A personagem principal é Phileas Fogg e creio que também o seu criado (o francês Passepartout) é igualmente importante na história. Fogg é um inglês fleumático, meticuloso, culto, cheio de regras e rotinas, rico mas.... solitário. Faz uma aposta com os seus companheiros de whist em como é possível dar a volta ao mundo em apenas 80 dias. Nesse mesmo dia (2 de Outubro) começa a aventura, no sentido Este (e isto é algo muito importante como se verificará mais tarde na chegada, a 21 de Dezembro às 8h45m da noite) a caminho de Paris. Após muitas peripécias e uma perseguição serrada por parte do detective Fix (que acha que Fogg é um ladrão que havia assaltado o Banco de Inglaterra), ele consegue ganhar a aposta ainda que inicialmente lhe pareça que a perdeu por um dia. E embora a aposta tivesse por base muitas mil libras Fogg acaba por concluir que ganhou bastante mais do que isso (até porque os gastos que teve na viagem não são compensados pelo prémio): toda a experiência da viagem, a devoção e adoração cega do seu criado e o amor de uma jovem indiana parse (Mrs. Aouda) com quem acaba por casar.

 Ideias e frases que me ficaram desta história:

"O imprevisto não existe" e "Um mínimo chega para tudo."- diz Phileas Fogg quando um dos parceiros de jogo lhe diz que é muito arriscado, os 80 dias são calculados para o mínimo de tempo! 

"os fiéis hindus são inimigos encarniçados do budismo, são sectários ferventes da religião bramânica, que se encarna em três pessoas: Vinexu, a divindade solar; Xiva, a personificação divina das forças da natureza; e Brama, o senhor supremo dos padres e dos legisladores"...banhavam-se nas águas sagradas do Ganges.

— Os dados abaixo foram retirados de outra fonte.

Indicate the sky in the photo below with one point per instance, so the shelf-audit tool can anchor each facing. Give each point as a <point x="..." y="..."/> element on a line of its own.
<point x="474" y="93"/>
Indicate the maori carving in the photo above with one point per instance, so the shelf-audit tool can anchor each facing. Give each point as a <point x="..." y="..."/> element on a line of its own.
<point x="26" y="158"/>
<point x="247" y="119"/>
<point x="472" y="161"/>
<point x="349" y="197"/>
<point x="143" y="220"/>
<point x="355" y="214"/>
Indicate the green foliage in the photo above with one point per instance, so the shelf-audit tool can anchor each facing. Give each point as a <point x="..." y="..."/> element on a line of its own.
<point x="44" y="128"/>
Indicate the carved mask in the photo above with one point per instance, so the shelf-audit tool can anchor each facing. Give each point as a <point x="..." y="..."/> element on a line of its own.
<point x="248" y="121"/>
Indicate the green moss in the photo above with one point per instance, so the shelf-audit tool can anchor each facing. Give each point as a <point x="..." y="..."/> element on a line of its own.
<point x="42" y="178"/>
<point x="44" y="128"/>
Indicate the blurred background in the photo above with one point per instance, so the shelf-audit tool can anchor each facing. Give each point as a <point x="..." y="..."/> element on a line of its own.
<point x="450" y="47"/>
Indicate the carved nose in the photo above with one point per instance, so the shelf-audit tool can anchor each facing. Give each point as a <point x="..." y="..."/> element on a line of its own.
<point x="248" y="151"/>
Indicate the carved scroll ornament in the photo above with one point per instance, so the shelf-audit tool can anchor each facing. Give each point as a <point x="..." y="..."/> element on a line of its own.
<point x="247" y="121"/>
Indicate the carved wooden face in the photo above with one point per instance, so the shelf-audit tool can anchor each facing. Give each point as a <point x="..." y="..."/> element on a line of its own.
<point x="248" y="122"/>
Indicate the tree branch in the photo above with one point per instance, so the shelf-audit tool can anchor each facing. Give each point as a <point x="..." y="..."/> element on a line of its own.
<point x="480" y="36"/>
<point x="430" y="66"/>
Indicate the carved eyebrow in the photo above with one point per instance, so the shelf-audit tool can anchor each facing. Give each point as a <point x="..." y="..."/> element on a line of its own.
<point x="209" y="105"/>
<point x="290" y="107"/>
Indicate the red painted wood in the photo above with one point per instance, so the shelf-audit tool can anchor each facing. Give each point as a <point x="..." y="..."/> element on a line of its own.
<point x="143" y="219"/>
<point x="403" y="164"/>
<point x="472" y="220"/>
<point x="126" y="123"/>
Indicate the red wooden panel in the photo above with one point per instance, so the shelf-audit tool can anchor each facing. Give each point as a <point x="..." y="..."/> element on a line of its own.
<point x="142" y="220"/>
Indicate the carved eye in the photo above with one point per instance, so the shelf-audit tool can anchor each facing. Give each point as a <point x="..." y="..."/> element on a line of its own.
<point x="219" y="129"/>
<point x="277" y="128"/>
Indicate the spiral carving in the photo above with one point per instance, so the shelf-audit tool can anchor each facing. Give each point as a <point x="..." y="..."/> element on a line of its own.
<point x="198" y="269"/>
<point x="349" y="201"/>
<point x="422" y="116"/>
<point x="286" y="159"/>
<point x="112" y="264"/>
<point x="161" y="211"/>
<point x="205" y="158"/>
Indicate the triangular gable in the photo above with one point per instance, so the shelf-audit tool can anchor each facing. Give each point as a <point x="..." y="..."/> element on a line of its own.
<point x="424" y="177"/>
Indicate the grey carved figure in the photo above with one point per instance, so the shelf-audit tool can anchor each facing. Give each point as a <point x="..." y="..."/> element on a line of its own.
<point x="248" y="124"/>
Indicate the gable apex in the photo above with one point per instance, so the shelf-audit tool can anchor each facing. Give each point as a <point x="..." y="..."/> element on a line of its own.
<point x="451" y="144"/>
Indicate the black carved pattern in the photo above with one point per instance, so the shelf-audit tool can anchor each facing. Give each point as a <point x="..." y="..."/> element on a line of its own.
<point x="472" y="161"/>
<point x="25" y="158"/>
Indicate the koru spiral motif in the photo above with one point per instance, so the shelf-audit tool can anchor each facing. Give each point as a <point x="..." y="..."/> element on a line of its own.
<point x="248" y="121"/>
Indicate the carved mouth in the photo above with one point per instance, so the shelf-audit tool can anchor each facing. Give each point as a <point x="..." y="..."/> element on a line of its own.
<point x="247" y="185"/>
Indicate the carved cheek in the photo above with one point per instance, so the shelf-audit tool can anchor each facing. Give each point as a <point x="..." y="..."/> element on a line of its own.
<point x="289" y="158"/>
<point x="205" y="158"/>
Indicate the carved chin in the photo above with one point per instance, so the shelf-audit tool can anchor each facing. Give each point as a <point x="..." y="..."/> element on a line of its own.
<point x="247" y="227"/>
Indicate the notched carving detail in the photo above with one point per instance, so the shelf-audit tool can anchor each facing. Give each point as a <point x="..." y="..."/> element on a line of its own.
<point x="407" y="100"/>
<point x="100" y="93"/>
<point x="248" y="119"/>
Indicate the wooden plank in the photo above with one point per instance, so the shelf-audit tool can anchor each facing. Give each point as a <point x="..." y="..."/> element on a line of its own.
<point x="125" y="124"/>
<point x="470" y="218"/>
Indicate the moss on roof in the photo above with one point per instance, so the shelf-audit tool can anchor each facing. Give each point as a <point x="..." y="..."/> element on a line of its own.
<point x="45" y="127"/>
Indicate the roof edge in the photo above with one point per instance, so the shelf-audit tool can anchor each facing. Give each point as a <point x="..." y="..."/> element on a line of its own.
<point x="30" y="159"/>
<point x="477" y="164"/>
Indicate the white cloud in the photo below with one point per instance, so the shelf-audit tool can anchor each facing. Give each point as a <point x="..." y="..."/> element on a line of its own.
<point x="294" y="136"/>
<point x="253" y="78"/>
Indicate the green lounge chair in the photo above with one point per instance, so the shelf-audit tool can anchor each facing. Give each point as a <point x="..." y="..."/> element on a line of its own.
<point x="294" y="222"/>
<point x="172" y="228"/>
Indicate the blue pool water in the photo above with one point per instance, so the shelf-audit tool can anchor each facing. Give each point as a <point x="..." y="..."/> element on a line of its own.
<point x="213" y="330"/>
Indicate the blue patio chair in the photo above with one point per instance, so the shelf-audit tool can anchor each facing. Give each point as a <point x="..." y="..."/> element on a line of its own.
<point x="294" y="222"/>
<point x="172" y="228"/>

"Duas horas bastariam para visitar esta cidade absolutamente americana, e como tal edificada pelo modelo de todas as cidades da União, espécie de vastos tabuleiros de xadrez, de linhas compridas e monótonas, todas cheias de «lúgubre tristeza dos àngulos rectos», segundo a expressão de Victor Hugo. O fundador da cidade dos santos não podia subtrair-se à necessidade de simetria que caracteriza os anglo-saxónicos. Neste país tão singular, onde os homens não estão decerto à altura das instituições, tudo é quadrado, as cidades, as casas e as tolices."... Será?!

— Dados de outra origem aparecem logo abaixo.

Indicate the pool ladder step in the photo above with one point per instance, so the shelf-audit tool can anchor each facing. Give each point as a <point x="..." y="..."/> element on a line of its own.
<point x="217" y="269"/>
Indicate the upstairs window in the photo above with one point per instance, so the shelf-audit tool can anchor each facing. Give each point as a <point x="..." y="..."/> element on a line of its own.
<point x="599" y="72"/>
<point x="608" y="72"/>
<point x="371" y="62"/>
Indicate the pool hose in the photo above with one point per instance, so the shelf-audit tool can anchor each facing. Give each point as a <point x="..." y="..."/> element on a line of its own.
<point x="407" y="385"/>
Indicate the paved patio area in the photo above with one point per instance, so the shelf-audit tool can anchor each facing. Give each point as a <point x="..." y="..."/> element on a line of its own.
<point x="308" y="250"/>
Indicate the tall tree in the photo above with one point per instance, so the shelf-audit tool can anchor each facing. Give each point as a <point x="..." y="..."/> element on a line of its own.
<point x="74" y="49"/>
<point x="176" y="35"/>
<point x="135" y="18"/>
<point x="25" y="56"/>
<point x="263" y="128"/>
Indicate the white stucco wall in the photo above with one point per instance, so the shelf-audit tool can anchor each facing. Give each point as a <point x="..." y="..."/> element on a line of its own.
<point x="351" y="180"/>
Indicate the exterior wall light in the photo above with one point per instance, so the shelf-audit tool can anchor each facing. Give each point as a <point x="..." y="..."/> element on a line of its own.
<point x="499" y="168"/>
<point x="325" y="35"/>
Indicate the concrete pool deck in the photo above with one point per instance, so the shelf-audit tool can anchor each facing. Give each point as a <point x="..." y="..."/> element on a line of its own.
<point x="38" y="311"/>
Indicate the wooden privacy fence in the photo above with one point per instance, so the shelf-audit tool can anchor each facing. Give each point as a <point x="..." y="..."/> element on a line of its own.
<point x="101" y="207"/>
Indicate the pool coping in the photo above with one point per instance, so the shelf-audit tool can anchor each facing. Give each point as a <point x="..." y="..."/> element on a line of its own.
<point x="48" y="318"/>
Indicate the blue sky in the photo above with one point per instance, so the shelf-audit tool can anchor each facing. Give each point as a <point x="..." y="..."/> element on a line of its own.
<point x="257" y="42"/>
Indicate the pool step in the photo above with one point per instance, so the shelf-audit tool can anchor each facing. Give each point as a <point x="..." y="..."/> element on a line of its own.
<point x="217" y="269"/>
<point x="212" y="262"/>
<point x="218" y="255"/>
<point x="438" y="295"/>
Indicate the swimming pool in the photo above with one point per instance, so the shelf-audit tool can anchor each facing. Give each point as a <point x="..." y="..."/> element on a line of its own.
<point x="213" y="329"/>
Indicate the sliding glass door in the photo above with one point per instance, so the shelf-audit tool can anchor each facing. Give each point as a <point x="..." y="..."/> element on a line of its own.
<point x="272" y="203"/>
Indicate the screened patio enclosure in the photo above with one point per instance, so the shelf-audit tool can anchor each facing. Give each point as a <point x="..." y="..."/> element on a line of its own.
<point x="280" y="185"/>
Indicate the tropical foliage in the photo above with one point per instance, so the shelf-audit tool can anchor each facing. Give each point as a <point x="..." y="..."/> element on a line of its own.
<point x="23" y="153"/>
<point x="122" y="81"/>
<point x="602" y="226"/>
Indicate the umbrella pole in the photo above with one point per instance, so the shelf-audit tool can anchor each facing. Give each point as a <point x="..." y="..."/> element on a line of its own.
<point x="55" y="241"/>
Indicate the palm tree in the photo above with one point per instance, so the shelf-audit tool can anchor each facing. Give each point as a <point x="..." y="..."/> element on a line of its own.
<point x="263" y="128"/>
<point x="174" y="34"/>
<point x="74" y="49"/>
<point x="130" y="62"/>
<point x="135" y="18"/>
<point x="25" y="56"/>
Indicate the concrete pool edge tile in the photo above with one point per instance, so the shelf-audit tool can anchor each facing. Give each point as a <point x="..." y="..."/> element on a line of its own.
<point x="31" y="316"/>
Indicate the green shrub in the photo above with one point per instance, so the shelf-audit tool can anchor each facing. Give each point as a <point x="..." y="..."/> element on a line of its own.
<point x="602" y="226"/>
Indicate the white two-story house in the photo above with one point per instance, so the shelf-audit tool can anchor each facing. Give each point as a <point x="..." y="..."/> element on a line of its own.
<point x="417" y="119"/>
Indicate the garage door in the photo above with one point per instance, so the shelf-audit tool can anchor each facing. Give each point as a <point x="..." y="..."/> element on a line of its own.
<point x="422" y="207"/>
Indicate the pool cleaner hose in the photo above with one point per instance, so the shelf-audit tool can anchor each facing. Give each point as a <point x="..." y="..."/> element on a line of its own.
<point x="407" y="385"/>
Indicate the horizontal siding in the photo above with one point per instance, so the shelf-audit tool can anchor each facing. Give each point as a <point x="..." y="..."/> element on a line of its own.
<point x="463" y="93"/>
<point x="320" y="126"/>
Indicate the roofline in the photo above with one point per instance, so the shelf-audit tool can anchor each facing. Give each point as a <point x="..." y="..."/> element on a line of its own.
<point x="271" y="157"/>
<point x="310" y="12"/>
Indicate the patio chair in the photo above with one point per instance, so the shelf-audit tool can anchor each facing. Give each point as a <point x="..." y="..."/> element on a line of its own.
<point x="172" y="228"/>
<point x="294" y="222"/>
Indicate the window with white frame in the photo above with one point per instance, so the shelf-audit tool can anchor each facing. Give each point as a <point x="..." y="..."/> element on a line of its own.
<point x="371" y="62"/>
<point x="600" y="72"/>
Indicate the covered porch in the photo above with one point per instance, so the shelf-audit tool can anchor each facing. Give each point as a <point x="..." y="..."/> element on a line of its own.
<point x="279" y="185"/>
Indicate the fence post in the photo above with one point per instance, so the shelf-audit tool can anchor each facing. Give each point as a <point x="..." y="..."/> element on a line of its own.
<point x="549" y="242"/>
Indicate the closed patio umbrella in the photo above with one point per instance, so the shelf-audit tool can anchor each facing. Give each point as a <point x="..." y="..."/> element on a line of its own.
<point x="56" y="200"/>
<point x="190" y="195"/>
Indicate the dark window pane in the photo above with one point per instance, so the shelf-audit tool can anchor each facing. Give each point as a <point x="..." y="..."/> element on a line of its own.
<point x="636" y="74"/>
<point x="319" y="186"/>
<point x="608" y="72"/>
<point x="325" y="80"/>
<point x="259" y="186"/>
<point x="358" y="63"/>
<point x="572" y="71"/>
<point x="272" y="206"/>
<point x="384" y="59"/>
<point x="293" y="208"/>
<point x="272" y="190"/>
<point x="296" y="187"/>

"descoroçoado" - pensava que era só a minha avó que usava esta expressão/atributo e que eu sempre achei uma palavra caricata!! Significa desanimado, destroçado.... :P

"Sem o suspeitar, Phileas Fogg ganhara um dia no seu itinerário - e isto pela simples razão de que fizera a viagem à volta do mundo caminhando para o oriente, dia que, pelo contrário teria perdido se houvesse caminhado em sentido inverso, isto é, para o ocidente. Com efeito, marchando para o oriente...caminhava para o Sol, e, por conseguinte, os dias diminuíam para ele na razão de quatro minutos por cada grau que ele percorrera naquela direcção. Ora, na circunferência terrestre contam-se trezentos e sessenta graus, e estes, multiplicados por quatro minutos, dão exactamente vinte e quatro horas, isto é, o dia inconscientemente ganho. Por outras palavras, enquanto Phileas Fogg, caminhando para o oriente, vira o Sol passar oitenta vezes no meridiano, os seus colegas, que tinham ficado em Londres, só o viram passar setenta e nove vezes."

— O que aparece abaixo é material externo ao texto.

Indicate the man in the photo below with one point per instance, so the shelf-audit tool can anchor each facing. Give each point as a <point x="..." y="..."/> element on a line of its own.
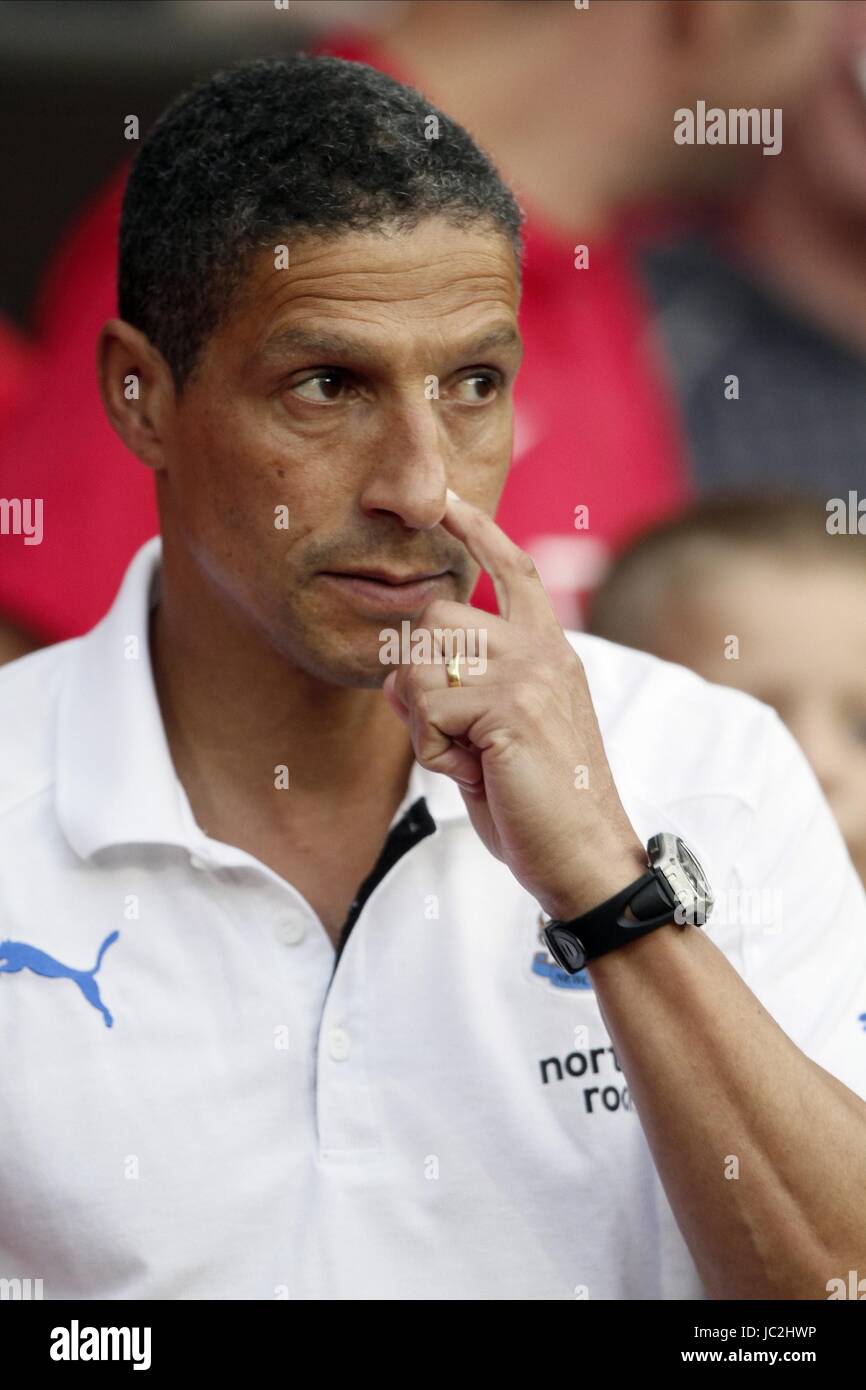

"Phileas Fogg ganhara, portanto, a aposta. Efectuara em oitenta dias a viagem em volta do mundo! Utilizara nela todos os meios de transporte, paquetes, railways, carruagens, iates, navios mercantes, trenós e um elefante. O excêntrico cavalheiro desenvolvera nesta empresa os seus maravilhosos dotes de sangue-frio e de exactidão. Mas afinal, o que tinha ganho nesta deslocação? O que alcançara com a viagem? Nada, hão-de dizer. Nada, era verdade, a não ser uma sedutora mulher que - por muito inverosímil que isto pareça - o tornou o mais feliz dos homens!"

"Em rigor, não se faria por menos ainda a volta ao mundo?"